Reader: When you speak of driving out Western civilization, I suppose you will say that we want no machinery.
Editor: By raising this question, you have opened the wound I have received. It is machinery that has impoverished India. It is difficult to measure the harm that Manchester has done to us. It is due to Manchester that Indian handicraft has all but disappeared. But I make a mistake. How can Manchester be blamed? We wore Manchester cloth, and this is why Manchester wove it. Machinery has begun to desolate Europe. Ruination is now knocking at the English gates. Machinery is the chief symbol of modern civilization; it represents a great sin. The workers in the mills of Bombay have become slaves. The condition of the women working in the mills is shocking. When there were no mills, these women were not starving. If the machinery craze grows in our country, it will become an unhappy land. It may be considered a heresy, but I am bound to say that it were better for us to send money to Manchester and to use flimsy Manchester cloth than to multiply mills in India. By using Manchester cloth we only waste our money; but by reproducing Manchester in India, we shall keep our money at the price of our blood, because our very moral being will be sapped.
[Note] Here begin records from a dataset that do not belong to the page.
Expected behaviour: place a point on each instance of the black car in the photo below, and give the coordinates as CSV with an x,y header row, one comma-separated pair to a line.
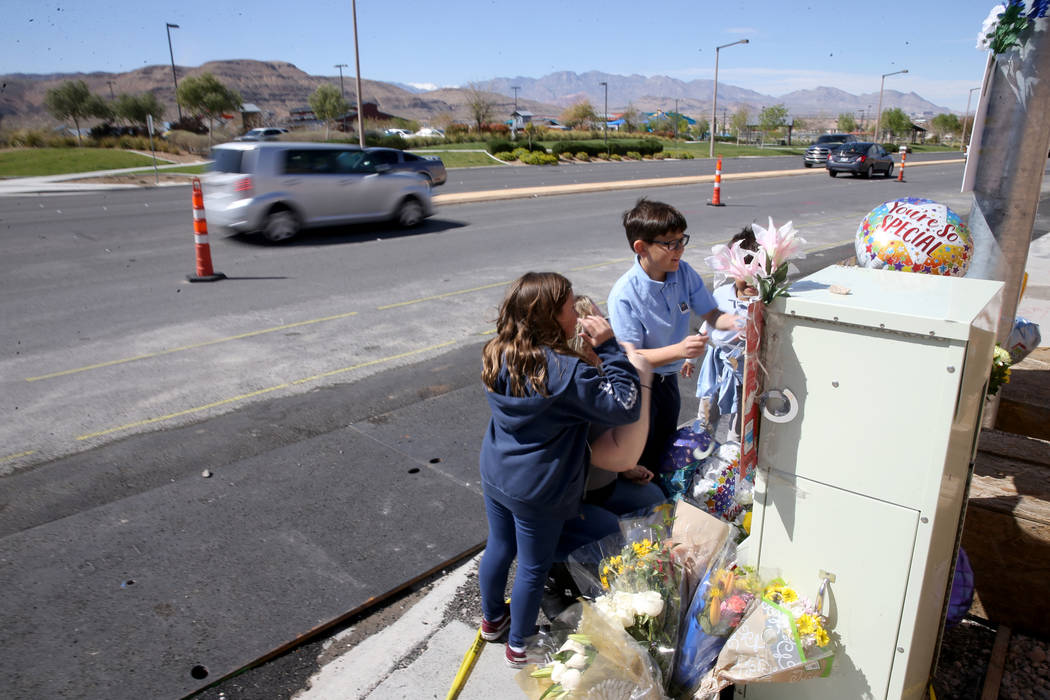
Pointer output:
x,y
861,158
824,146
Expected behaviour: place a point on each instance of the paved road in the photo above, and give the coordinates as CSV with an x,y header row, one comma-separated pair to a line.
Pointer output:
x,y
330,385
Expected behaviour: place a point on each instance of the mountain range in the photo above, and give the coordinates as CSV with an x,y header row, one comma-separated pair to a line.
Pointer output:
x,y
277,86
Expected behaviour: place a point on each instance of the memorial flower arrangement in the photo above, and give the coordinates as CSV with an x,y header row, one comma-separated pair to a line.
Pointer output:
x,y
1001,362
588,656
782,638
1002,28
767,270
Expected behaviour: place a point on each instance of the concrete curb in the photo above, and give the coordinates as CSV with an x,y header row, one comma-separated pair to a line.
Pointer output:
x,y
581,188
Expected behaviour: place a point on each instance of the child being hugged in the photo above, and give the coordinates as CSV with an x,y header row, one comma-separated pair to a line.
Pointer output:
x,y
650,306
544,397
720,377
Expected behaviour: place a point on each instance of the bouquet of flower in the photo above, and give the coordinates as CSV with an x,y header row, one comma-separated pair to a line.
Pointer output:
x,y
720,601
596,659
767,270
1000,370
783,638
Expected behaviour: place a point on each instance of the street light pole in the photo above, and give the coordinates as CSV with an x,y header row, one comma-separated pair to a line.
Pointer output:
x,y
357,65
605,117
171,26
714,99
878,115
966,114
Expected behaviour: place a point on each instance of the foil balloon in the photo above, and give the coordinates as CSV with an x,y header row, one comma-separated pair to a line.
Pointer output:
x,y
911,234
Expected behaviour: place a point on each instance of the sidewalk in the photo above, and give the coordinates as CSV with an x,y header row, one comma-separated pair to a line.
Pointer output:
x,y
418,655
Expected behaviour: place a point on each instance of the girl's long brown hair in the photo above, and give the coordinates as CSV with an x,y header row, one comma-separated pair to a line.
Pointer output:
x,y
527,322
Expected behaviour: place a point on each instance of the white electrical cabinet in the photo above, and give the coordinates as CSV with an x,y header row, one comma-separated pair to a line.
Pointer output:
x,y
867,478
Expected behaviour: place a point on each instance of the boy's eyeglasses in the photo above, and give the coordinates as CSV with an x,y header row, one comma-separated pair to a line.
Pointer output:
x,y
675,245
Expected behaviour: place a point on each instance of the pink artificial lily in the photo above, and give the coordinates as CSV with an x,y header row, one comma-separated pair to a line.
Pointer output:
x,y
779,245
730,261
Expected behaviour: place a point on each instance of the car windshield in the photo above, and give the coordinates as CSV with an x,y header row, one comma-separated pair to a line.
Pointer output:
x,y
226,160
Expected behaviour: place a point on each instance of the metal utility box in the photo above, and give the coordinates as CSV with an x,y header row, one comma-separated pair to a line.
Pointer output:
x,y
868,480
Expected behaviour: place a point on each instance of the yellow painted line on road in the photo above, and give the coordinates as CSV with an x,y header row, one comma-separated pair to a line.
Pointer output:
x,y
192,346
581,188
15,457
250,395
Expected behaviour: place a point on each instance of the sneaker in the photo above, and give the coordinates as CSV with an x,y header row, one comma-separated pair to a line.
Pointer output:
x,y
491,631
516,659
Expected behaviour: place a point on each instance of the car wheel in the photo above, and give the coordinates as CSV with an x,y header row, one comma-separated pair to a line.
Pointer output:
x,y
280,226
411,213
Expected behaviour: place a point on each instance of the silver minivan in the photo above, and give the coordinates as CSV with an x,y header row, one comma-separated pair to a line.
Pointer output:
x,y
279,188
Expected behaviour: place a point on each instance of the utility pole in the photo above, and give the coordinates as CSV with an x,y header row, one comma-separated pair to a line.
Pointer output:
x,y
714,98
878,115
605,118
173,77
357,64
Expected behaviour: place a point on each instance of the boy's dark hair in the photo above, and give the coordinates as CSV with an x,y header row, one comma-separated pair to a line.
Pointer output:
x,y
650,219
748,241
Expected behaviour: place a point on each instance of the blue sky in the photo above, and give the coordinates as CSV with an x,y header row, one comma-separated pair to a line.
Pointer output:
x,y
794,45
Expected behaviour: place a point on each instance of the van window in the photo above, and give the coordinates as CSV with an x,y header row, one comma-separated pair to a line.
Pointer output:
x,y
308,162
227,160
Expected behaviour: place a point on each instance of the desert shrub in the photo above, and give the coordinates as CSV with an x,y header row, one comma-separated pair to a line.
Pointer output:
x,y
536,157
188,142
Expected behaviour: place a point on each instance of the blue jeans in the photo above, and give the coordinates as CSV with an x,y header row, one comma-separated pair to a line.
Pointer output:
x,y
533,543
597,521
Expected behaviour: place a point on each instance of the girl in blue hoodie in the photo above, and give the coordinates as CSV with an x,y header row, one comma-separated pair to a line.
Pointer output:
x,y
544,397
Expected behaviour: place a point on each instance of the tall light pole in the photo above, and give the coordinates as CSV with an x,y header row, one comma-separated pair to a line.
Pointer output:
x,y
173,78
342,91
605,117
357,65
714,99
878,114
967,113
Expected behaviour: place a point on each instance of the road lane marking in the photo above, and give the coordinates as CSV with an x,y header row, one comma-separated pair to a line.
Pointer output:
x,y
186,347
15,457
242,397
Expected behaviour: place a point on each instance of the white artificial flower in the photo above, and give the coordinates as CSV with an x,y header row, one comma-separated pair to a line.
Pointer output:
x,y
576,661
650,603
570,679
989,26
573,645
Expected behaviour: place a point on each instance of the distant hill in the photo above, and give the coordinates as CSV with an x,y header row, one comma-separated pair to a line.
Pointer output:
x,y
277,86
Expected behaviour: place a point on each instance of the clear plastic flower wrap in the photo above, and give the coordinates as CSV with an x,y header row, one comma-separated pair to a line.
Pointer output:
x,y
641,578
783,638
725,595
589,656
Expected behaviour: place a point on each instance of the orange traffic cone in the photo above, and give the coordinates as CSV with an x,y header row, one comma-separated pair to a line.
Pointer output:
x,y
205,273
716,196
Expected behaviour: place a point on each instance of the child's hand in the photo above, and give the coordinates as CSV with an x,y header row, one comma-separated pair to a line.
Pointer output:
x,y
693,345
596,330
638,474
641,362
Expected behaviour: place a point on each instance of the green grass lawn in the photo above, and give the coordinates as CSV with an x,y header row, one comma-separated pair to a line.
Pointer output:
x,y
27,162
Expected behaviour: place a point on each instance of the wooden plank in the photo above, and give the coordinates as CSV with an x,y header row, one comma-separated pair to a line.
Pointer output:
x,y
993,677
1014,446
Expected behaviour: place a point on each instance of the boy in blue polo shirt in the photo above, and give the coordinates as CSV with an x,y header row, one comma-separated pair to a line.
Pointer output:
x,y
650,306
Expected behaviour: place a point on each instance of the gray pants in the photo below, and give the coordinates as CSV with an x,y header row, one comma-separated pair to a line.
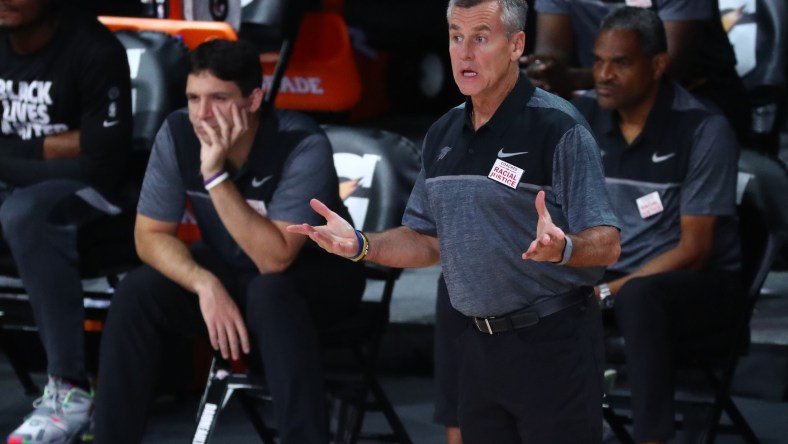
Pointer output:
x,y
40,227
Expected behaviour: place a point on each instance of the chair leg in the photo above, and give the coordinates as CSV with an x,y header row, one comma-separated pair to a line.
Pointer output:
x,y
254,416
739,421
388,410
211,404
16,360
616,425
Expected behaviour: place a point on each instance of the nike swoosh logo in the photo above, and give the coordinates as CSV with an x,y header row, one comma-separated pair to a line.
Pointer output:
x,y
657,159
258,183
503,155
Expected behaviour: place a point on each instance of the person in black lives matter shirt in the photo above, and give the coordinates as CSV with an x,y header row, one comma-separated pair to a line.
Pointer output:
x,y
65,96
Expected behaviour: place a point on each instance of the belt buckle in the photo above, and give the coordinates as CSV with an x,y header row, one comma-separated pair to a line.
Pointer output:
x,y
485,324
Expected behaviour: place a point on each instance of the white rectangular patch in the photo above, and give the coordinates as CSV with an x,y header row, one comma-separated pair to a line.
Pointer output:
x,y
649,205
259,206
506,173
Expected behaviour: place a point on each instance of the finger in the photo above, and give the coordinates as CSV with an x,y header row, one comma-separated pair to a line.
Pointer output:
x,y
529,253
232,341
238,124
244,118
304,229
240,327
224,125
213,337
322,209
221,337
210,132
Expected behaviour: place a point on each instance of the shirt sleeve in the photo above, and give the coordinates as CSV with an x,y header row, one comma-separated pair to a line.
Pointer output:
x,y
579,181
561,7
163,195
710,185
418,215
105,121
308,173
685,10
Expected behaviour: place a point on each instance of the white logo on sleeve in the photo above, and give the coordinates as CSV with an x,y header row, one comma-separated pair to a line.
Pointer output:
x,y
503,155
657,158
258,183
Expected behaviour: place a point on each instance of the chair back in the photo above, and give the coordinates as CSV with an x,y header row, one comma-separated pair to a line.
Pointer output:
x,y
384,165
159,65
377,170
760,245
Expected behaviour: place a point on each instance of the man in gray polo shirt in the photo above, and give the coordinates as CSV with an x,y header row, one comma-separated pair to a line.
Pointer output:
x,y
511,200
250,286
670,167
701,57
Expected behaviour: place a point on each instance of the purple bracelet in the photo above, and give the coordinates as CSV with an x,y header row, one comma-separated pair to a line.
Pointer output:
x,y
214,177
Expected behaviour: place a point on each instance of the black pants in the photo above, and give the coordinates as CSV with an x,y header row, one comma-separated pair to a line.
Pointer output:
x,y
655,314
281,311
450,324
535,385
40,228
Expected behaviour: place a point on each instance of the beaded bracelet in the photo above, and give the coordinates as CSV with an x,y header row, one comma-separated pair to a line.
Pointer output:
x,y
215,180
363,247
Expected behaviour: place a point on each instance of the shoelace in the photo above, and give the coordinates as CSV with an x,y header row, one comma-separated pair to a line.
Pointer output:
x,y
49,399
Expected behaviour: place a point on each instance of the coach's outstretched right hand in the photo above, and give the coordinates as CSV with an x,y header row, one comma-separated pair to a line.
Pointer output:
x,y
337,236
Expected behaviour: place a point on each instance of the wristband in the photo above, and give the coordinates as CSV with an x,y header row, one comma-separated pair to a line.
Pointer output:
x,y
605,299
363,247
567,251
215,180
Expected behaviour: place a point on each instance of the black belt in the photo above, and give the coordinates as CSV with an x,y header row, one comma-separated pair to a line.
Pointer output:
x,y
530,316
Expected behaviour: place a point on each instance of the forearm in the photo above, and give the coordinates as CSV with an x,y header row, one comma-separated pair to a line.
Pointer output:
x,y
258,236
402,247
60,146
171,257
595,247
672,260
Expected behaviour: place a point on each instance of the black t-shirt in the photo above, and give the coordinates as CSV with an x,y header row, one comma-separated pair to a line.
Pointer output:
x,y
78,81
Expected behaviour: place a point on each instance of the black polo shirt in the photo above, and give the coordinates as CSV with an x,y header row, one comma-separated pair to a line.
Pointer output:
x,y
484,225
688,156
290,163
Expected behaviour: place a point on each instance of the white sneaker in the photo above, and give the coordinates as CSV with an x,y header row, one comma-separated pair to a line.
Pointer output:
x,y
60,416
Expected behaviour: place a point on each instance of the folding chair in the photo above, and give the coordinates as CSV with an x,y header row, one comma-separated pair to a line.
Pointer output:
x,y
383,167
713,360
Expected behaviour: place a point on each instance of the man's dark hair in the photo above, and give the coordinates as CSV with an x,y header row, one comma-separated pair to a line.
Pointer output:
x,y
513,12
646,25
237,62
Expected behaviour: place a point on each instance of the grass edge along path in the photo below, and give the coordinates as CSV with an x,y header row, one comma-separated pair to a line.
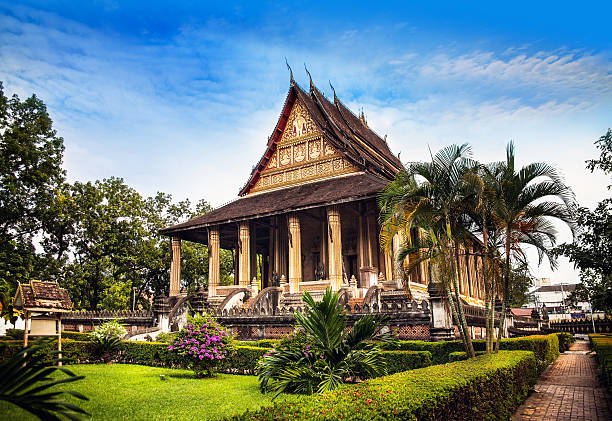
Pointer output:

Reader: You have so far spoken about machine-made cloth, but there are innumerable machine-made things. We have either to import them or to introduce machinery into our country.
Editor: Indeed, our goods even are made in Germany. What need, then, to speak of matches, pins, and glassware? My answer can be only one. What did India do before these articles were introduced? Precisely the same should be done today. As long as we cannot make pins without machinery, so long will we do without them. The tinsel splendor of glassware we will have nothing to do with, and we will make wicks, as of old, with homegrown cotton and use handmade earthen saucers for lamps. So doing, we shall save our eyes and money and so shall we attain Home Rule. It is not to be conceived that all men will do all these things at one time or that some men will give up all machine-made things at once. But, if the thought is sound, we shall always find out what we can give up and gradually cease to use it. What a few may do, others will copy, and the movement will grow like the coconut of the mathematical problem. What the leaders do, the populace will gladly do in turn. The matter is neither complicated nor difficult. You and I need not wait until we can carry others with us. Those will be the losers who will not do it, and those who will not do it, although they appreciate the truth, will deserve to be called cowards.
Reader: What, then, of the tramcars and electricity?
Editor: This question is now too late. It signifies nothing. If we are to do without the railways we shall have to do without the tramcars. Machinery is like a snake hole which may contain from one to a hundred snakes. Where there is machinery there are large cities, and where there are large cities, there are tramcars and railways, and there only does one see electric light. English villages do not boast of any of these things. Honest physicians will tell you that where means of artificial locomotion have increased, the health of the people has suffered. I remember that when in a European town there was a scarcity of money, the receipts of the tramway company, of the lawyers, and of the doctors went down and people were less unhealthy. I cannot recall a single good point in connection with machinery. Books can be written to demonstrate its evils.
Reader: Is it a good point or a bad one that all you are saying will be printed through machinery?